The noise immediately brought Gwen Thomas out of the back kitchen. She clucked fussily, as clearly through the dividing wall came the sound of Ellen Donnelly’s strident voice above the shriek of a child. Conor’s voice rumbled back.

“Really! Slammin’ t’ door like that! Brings all the dust down. And me just finished cleaning.” Red-ringed, faded blue eyes looked impatiently up at Emmie, as Gwen licked her finger and ran it along a ledge to pick up an offending grain of dust.

Emmie hung up her coat, gas mask and handbag on the hall peg. While she nerved herself to deal with Gwen, she picked up the floppy, brown carrier bag given to her by Robert. She was always anxious not to break up her tenuous housing arrangement by letting her bitter, pent-up resentment burst forth at Gwen’s never having given her the slightest help with her parents.
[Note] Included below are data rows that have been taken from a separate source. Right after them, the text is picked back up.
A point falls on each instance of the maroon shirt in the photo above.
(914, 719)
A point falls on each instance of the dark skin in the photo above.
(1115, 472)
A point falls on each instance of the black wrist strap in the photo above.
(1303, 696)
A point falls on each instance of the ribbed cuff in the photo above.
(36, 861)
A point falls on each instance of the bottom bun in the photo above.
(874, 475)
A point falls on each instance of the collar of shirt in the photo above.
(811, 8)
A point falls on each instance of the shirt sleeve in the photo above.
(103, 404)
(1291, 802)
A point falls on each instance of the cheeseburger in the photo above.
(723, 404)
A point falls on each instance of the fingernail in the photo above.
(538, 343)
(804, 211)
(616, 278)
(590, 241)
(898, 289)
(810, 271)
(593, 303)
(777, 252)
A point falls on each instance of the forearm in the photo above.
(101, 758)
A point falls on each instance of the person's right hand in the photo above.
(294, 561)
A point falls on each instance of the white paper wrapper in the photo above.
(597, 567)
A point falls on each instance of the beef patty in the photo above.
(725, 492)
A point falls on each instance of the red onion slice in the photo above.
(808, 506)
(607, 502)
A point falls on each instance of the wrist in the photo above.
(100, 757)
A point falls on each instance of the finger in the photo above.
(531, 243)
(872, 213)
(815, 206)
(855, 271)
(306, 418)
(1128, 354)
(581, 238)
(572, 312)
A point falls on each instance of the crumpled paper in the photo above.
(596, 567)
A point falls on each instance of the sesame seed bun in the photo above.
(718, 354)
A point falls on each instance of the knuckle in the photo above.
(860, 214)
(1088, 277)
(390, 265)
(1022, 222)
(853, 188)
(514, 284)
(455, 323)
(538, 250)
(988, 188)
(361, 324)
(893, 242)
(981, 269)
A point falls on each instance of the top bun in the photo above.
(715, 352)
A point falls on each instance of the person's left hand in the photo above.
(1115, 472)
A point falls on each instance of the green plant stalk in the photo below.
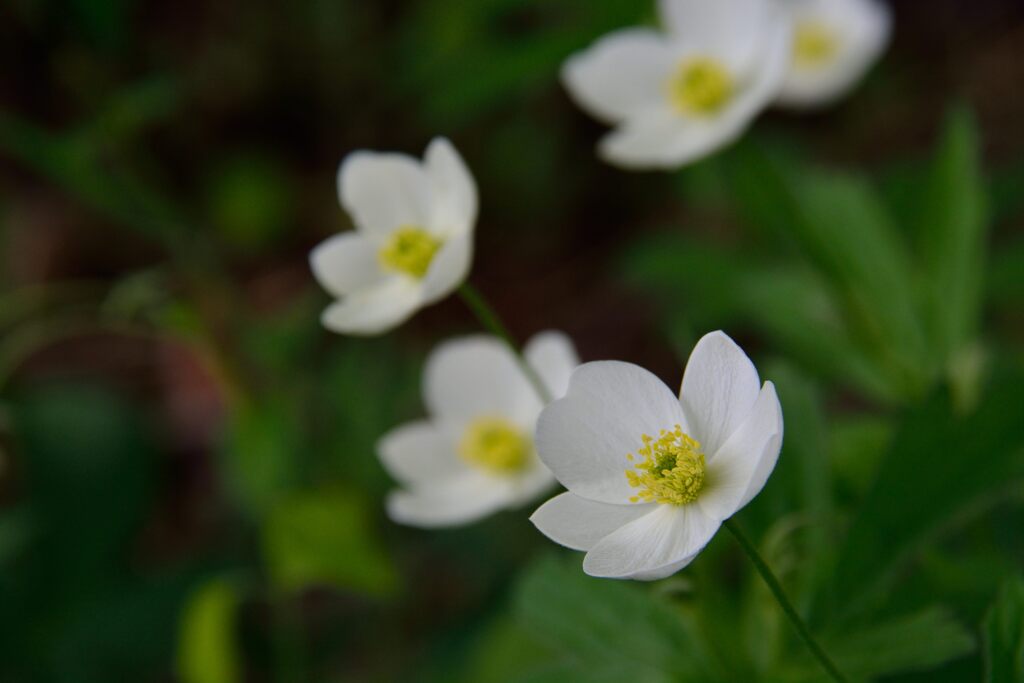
(776, 589)
(487, 317)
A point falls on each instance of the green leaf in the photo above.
(597, 626)
(325, 538)
(915, 642)
(208, 650)
(939, 466)
(1005, 635)
(951, 236)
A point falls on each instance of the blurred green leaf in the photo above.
(599, 628)
(938, 467)
(326, 538)
(1005, 635)
(916, 642)
(951, 236)
(207, 647)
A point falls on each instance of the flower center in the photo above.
(409, 250)
(813, 44)
(672, 469)
(495, 444)
(700, 86)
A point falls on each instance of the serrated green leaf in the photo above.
(938, 466)
(1004, 632)
(951, 233)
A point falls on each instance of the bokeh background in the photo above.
(188, 488)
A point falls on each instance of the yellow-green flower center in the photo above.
(409, 250)
(700, 86)
(813, 44)
(672, 469)
(496, 445)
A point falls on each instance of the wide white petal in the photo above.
(419, 452)
(374, 309)
(720, 386)
(384, 191)
(579, 523)
(739, 469)
(477, 376)
(864, 27)
(729, 30)
(554, 358)
(621, 74)
(451, 502)
(664, 139)
(449, 267)
(585, 437)
(344, 263)
(453, 189)
(653, 546)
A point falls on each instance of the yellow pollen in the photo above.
(700, 86)
(496, 445)
(813, 44)
(409, 250)
(671, 470)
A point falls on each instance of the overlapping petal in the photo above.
(585, 437)
(580, 523)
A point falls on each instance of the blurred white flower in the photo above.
(474, 455)
(413, 242)
(679, 95)
(651, 477)
(835, 42)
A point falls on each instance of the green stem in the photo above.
(493, 324)
(776, 588)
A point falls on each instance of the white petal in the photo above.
(863, 27)
(344, 263)
(452, 502)
(585, 437)
(384, 191)
(554, 358)
(621, 75)
(731, 30)
(738, 471)
(449, 267)
(477, 376)
(453, 189)
(579, 523)
(653, 546)
(375, 309)
(418, 452)
(662, 138)
(720, 386)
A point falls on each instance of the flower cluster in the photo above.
(677, 94)
(650, 477)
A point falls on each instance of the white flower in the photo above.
(413, 242)
(835, 42)
(474, 455)
(651, 477)
(679, 95)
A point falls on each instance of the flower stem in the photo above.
(487, 317)
(776, 588)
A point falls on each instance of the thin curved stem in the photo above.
(493, 324)
(776, 588)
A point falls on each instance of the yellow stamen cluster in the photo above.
(813, 44)
(700, 86)
(672, 470)
(409, 250)
(496, 445)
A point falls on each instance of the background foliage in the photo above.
(187, 481)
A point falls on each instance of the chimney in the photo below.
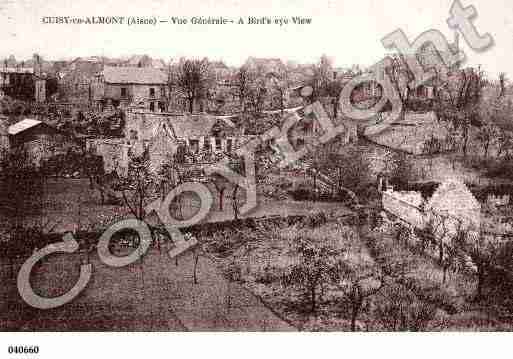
(456, 44)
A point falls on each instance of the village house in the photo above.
(40, 140)
(123, 86)
(186, 139)
(450, 208)
(24, 83)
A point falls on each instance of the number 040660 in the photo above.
(23, 349)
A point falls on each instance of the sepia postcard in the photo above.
(235, 166)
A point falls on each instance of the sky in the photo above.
(348, 31)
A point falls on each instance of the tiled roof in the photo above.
(192, 126)
(134, 75)
(22, 126)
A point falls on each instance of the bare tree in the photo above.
(243, 82)
(193, 78)
(357, 282)
(502, 84)
(315, 265)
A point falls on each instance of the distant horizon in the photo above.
(348, 33)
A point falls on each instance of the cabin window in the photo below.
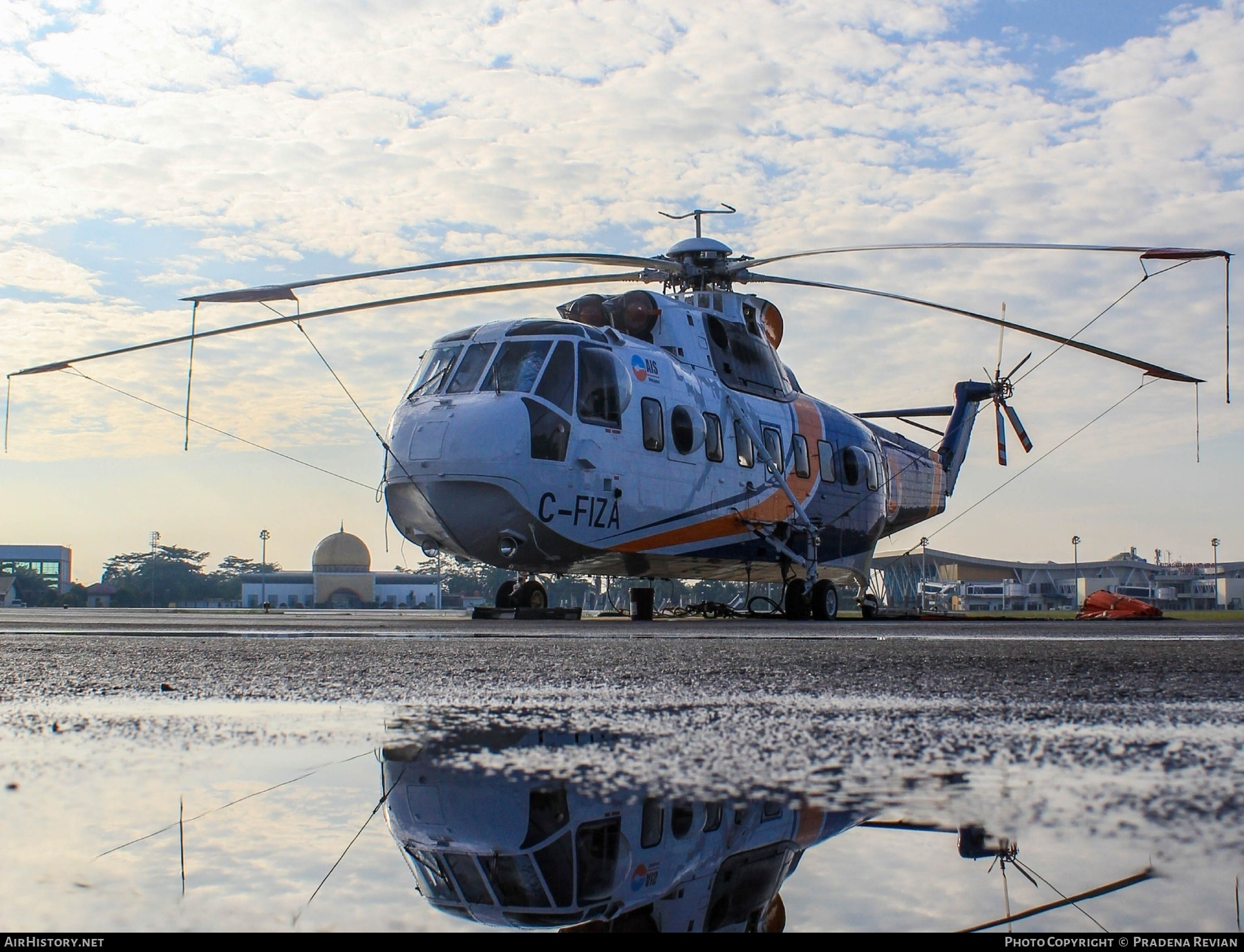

She was grateful for David’s protection and did not want to move until she was married. Though she was now paying very adequately for her lodgings and she also helped Gwen in the house, Gwen never considered it necessary to thank her and was often barely civil.

Nothing annoyed Gwen more than dust and dirt and
untidiness, and her shining, neat house indicated how successfully she dealt with them. Almost invariably wrapped in a black cross-over overall dotted with blue forget-me-nots, she was a bundle of muscles. Because she kept running her fingers through her greying red hair with its tight natural curl, it tended to stand up in a wild bush. Tonight it was in particular dissarray, indicating a trying day’s battle with her household gods.

“T’ glazier hasn’t got no glass for Mari’s bedroom window,” she grumbled, as she followed Emmie into the living room, where a cheerful fire blazed in an old-fashioned cooking range gleaming with blackleading; at its side, the brass tap of the hot water tank winked in the light of the darting flames.

David Thomas was seated in his armchair beside the fire, and he looked up from his perusal of the
Liverpool Echo
. “’Allo, la,” he greeted Emmie, and then he said to his wife. “I’ll nail a bit o’ plywood over t’ window when I’ve had me tea. It’ll be safer for Mari than glass.”

“Where
is
Mari?” inquired Emmie, smiling down at her brother.

“She’s away out to tea with her friend, Dorothy.” Gwen clicked her tongue and reverted to her grievance. “I’ll teach that lad, even if his mam won’t. He’ll not get his arrow back.” She continued to grumble, as she went through to the back kitchen. Emmie followed her with the carrier bag.

She interrupted Gwen’s tirade, by saying, “Robbie set a line while the tide was out yesterday. He caught ten whiting and he’s sent you two. They feel real heavy.”

“That’s proper kind of him, I’m sure,” replied Gwen coldly. She seized a pot of boiled potatoes and deftly drained the water from them into the sink. Through the ensuing steam, she added with a sniff, “Being engaged to a fisherman has its advantages, I suppose. T’ fishmonger didn’t have so much as a cod’s head left today, by the time he got to me. Ever so long, the queue was.”

“Well, there’s the makin’s of a nice dinner here,” Emmie soothed.

“Humph,” grunted Gwen. “Here, take the potatoes and put them on the table for me.” She sighed. Provided Emmie could be prevented from taking her parents’ furniture with her, she would be thankful when the woman got married and left. When the pieces had been moved into the house, nothing had been said as to the ownership; but Gwen burnished them determinedly; they were hers, because David was the eldest and should inherit.

What little Emmie said about the furniture indicated that she took it for granted that, since she had lived with it all her life, the furniture belonged to her. Besides, in the middle of a war, where else would she get furniture from for a home?